While Kusama and Shiota have had considerable exposure and solo exhibitions across a number of major cities in the world, their works have never been brought together on such a scale and juxtaposed thematically. This show follows the success of Yayoi Kusama’s recent retrospective at M+, Yayoi Kusama: 1945 to Now, and it will open to the public from 18-30 April at Phillips’ new Asia headquarters in Hong Kong’s West Kowloon Cultural District.
Among the exhibition highlights is Chiharu Shiota’s State of Being (Dress), an immersive, all-encompassing piece in a powerful red colour reminiscent of organic forms and blood vessels. Shiota incorporates found everyday objects such as clothing, shoes or dolls, with her use of red threads visualising human connections and relationships. The work measures 260 x 180 x 85 cm, and is the first large dress installation ever exhibited to the public in Hong Kong.

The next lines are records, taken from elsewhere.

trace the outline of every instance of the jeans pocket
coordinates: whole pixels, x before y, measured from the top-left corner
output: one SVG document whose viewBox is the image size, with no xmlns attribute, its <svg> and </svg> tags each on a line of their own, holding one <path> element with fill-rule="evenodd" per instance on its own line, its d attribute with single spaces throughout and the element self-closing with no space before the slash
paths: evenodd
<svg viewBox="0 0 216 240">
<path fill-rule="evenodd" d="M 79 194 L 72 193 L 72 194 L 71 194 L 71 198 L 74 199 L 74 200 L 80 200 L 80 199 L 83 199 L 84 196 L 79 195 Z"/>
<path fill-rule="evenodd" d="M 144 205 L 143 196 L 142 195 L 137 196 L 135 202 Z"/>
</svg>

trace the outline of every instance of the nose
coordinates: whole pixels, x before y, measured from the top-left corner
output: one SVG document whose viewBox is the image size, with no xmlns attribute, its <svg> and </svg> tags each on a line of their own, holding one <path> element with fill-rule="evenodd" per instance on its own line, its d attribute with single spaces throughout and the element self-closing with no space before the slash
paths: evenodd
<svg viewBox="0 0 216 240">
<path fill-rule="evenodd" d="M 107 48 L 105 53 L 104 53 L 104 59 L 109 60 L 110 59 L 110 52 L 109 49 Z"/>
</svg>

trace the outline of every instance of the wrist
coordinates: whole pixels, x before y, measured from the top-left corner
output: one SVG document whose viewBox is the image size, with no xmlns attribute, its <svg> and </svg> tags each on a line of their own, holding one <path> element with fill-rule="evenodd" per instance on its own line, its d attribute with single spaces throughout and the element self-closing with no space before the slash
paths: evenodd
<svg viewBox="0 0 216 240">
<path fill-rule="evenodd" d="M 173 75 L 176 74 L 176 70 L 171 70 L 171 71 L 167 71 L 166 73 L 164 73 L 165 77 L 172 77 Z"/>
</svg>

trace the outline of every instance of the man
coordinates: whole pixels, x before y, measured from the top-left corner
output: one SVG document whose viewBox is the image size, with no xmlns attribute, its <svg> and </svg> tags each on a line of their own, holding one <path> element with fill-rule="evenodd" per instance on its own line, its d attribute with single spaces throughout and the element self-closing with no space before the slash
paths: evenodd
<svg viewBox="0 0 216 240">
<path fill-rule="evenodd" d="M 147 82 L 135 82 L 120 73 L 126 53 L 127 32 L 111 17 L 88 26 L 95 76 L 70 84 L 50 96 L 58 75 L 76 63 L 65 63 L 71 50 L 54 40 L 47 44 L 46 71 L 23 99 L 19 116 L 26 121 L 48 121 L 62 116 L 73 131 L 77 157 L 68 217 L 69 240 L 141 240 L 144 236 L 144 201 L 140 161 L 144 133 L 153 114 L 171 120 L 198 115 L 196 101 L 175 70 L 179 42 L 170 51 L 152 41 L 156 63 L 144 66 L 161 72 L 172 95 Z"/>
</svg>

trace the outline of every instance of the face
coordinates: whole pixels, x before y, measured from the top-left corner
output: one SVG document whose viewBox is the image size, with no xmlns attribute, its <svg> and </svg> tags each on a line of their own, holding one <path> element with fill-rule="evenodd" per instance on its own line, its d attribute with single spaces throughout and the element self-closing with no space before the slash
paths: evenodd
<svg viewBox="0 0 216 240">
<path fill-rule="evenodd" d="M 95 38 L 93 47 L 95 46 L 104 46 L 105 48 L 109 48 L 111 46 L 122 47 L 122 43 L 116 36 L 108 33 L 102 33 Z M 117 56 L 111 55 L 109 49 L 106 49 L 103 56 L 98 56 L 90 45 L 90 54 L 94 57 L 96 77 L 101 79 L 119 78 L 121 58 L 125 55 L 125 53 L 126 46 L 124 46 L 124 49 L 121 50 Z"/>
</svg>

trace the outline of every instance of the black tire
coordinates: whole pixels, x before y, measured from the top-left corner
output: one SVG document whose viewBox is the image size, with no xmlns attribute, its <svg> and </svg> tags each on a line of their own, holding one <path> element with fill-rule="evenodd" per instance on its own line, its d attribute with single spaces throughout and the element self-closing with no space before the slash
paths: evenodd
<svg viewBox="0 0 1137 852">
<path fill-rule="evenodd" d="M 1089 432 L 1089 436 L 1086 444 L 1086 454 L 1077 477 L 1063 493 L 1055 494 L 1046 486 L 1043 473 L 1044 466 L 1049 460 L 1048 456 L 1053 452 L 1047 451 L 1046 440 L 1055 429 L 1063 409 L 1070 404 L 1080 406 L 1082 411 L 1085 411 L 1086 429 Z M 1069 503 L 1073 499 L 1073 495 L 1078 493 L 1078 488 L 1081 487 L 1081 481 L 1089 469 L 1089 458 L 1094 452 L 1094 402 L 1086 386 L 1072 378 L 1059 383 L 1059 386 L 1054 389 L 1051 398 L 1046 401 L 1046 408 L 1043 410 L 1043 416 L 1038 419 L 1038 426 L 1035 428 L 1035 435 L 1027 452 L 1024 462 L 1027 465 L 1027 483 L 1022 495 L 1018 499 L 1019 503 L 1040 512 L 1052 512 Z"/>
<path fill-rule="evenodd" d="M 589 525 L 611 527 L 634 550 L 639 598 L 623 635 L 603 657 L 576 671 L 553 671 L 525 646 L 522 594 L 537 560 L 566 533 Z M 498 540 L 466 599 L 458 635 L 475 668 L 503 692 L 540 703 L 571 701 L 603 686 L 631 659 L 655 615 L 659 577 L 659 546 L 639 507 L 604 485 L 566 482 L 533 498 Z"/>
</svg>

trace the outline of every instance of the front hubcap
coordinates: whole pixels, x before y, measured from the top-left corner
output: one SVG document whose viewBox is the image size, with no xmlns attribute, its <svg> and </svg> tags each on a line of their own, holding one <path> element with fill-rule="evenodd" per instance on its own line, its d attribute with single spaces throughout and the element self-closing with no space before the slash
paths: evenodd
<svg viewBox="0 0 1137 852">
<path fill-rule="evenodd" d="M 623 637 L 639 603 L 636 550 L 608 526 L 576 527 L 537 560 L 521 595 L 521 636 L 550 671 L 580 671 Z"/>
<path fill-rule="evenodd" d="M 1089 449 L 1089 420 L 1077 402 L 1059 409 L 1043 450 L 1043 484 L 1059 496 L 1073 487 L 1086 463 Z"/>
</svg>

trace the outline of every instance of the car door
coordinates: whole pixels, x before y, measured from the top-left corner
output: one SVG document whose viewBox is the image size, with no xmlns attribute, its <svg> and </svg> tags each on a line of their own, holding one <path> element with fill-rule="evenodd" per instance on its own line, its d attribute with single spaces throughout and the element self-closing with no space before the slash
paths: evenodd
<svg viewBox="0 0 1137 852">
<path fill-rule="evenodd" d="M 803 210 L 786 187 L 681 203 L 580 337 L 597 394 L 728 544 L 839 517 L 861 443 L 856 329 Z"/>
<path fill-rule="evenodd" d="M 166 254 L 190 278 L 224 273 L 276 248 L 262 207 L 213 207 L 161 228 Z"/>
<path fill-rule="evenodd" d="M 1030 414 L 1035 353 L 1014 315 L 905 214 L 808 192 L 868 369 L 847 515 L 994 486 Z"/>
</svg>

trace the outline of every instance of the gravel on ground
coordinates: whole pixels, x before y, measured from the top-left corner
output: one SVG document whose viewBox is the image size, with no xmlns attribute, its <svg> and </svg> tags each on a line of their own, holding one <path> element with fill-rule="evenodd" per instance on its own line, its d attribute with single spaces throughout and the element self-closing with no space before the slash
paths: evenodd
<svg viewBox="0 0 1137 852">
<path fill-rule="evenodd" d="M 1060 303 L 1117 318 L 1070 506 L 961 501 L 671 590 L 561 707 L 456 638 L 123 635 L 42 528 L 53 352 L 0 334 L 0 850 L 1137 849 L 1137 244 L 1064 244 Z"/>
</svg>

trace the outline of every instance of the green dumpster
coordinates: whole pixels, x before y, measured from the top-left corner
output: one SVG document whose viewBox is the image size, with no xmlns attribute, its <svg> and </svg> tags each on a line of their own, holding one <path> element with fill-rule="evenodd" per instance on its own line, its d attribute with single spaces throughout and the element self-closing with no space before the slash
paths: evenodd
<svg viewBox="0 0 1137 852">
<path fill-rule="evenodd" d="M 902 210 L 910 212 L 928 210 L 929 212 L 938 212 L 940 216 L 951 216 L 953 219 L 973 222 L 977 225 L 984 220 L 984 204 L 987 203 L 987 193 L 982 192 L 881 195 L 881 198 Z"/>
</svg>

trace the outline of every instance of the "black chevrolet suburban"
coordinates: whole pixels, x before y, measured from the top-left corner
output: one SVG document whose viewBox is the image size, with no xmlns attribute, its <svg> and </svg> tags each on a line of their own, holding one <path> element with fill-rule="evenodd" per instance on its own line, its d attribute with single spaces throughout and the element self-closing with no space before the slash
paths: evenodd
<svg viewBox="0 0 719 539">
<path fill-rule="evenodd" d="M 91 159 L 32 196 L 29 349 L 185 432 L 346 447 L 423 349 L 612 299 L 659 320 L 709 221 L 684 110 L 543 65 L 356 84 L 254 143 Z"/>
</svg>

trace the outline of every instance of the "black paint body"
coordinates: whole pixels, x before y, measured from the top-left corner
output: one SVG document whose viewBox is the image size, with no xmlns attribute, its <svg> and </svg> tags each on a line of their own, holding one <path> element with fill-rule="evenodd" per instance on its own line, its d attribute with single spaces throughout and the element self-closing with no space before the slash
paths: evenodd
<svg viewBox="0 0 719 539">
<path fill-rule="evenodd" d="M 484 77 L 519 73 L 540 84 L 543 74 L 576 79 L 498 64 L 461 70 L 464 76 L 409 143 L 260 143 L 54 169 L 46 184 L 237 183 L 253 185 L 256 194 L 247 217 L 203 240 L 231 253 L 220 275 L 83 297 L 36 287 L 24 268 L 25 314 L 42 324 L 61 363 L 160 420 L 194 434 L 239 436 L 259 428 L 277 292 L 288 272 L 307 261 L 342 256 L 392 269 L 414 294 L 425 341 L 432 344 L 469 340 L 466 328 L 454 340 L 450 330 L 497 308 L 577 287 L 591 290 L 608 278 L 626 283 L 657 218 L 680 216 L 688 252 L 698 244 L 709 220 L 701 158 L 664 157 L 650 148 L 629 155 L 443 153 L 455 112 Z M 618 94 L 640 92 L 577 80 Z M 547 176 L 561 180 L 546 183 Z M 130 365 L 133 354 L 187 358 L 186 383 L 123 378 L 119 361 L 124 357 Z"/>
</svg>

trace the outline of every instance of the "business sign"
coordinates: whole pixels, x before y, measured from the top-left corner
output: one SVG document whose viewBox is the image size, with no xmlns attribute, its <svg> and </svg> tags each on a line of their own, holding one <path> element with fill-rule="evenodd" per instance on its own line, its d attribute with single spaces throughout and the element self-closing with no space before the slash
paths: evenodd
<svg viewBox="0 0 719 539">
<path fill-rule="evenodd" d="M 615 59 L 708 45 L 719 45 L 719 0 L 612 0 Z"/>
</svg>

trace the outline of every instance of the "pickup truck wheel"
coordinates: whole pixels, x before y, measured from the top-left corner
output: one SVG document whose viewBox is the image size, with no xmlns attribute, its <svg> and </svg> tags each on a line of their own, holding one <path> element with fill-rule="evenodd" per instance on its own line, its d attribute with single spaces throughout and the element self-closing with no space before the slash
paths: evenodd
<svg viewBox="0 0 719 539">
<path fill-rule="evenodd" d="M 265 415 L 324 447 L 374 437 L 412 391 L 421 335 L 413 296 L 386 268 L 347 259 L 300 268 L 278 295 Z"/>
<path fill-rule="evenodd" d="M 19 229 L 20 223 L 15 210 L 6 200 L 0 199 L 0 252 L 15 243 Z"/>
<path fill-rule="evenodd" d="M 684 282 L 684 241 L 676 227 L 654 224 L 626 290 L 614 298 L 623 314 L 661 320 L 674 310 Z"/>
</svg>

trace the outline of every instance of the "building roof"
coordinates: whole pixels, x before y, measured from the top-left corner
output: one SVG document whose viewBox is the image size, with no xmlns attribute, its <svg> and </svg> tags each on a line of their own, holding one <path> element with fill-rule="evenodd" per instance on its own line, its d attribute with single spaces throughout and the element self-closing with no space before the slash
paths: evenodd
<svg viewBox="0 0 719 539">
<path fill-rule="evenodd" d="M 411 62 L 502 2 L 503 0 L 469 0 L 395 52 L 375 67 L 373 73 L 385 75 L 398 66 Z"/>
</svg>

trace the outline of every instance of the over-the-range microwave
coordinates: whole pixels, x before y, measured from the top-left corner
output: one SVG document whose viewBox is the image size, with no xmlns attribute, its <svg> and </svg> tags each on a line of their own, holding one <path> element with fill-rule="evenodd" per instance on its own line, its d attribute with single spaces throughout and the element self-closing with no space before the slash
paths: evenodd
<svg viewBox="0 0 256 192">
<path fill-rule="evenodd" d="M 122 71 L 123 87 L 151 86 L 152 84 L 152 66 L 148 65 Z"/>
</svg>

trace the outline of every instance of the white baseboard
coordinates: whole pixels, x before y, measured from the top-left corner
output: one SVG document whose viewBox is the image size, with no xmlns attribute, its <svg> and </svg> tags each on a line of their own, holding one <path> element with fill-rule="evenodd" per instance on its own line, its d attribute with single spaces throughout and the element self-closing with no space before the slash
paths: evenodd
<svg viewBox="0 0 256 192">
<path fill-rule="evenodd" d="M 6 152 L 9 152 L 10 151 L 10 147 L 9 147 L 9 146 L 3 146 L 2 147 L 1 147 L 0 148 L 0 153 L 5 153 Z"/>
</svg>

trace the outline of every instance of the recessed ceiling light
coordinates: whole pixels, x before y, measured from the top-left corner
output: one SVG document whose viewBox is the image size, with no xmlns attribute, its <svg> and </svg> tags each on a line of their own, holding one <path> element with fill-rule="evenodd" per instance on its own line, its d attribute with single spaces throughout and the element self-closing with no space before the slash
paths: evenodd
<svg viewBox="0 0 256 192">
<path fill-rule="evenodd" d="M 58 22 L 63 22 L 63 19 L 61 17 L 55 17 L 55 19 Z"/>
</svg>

Also highlighting the exhibition is Yayoi Kusama’s Six Guests, executed in 1986, when the artist’s sculptures contained poetic and personal undertones. Here the artist’s signature phallic shapes still blanket the objects, but do not pose a menace. Surrounded by bowls, a jug, flowers and a pineapple, Kusama’s creations are brought into the safe, kitsch-infused realm of quotidian femininity and family life. With Six Guests Kusama defiantly seizes control of her discourse, and the phallus is no longer an object of fear that dominates the narrative of the work, but is instead wholly contained and controlled by the feminine.